I will listen to as many of the guest speakers as possible.


----------



## jcrdust (May 24, 2004)

I am not looking for honey holes or magic lures I just want to be pointed in the right general direction. I don't mind putting in the time and doing the legwork, just want to narrow the search. I just don't want to be throwing topwaters or trolling cranks or be burning bucktails when I should be jigging or working a slow jerkbait. Thanks.


----------



## jshbuckeye (Feb 27, 2005)

I dont know why but from what i hear alum doesnt heat up till later in the season which i dont understand the muskies still have to feed. I will be at Clearfork soon as the ice is off and casting the north bay with J-13, or trolling with jakes , grandmas and RAIDERS good luck


----------



## Muskie_Guy (Mar 14, 2007)

Never fished Alum.. But Saltfork and Clearfork can be great spring lakes.. and like he said smaller baits like rapala J-13 are a good choice.. 6 inch grandmas, Bagleys, Baby Raiders.. etc I know guys that get them on Hot n Tots as well..... also storm Lightning Shad


----------



## crittergitter (Jun 9, 2005)

For spring musky fishing in Ohio the following article is very helpful.

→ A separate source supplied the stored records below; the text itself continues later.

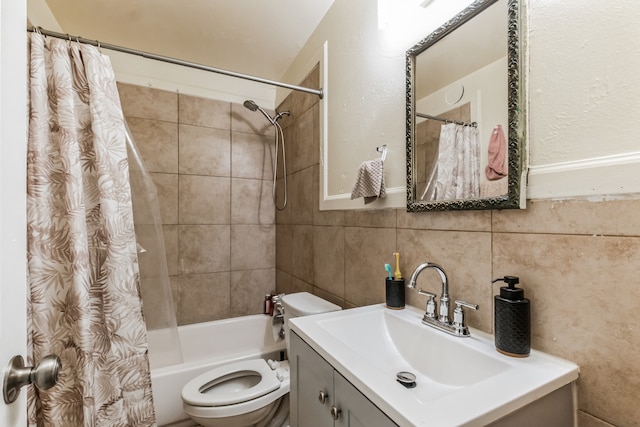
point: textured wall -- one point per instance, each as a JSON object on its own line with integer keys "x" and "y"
{"x": 211, "y": 163}
{"x": 577, "y": 261}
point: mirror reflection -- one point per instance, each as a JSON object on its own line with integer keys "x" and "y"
{"x": 461, "y": 154}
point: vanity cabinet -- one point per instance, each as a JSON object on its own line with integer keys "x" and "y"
{"x": 321, "y": 397}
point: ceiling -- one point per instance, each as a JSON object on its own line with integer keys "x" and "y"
{"x": 255, "y": 37}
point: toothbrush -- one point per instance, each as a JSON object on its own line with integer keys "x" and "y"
{"x": 397, "y": 274}
{"x": 388, "y": 268}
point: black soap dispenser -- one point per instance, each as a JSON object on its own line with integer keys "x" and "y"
{"x": 512, "y": 316}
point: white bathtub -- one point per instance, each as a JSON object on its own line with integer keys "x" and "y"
{"x": 205, "y": 346}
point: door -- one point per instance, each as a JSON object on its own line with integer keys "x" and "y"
{"x": 13, "y": 147}
{"x": 311, "y": 386}
{"x": 355, "y": 409}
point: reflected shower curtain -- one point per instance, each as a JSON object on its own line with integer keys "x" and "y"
{"x": 84, "y": 299}
{"x": 458, "y": 163}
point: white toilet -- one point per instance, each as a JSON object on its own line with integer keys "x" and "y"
{"x": 249, "y": 393}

http://home.fuse.net/rockyfmh/tips2.html

Also, go to the musky show and shake hands with guys and chat em up. Most guys are willing to help you out and share some good sound advice. 

CG


----------



## MadMac (May 2, 2005)

Thanks for posting that Crittergitter. Very informative.


----------



## jcrdust (May 24, 2004)

Thanks fellas. I can't wait to get to the muskie show.


----------



## reeldirty1 (Jan 21, 2007)

im not a master musky fisherman by any means but last spring i caught 4 clones on vibes. two a day i know that thats not a big one or alot but it sure was fun piedmont


----------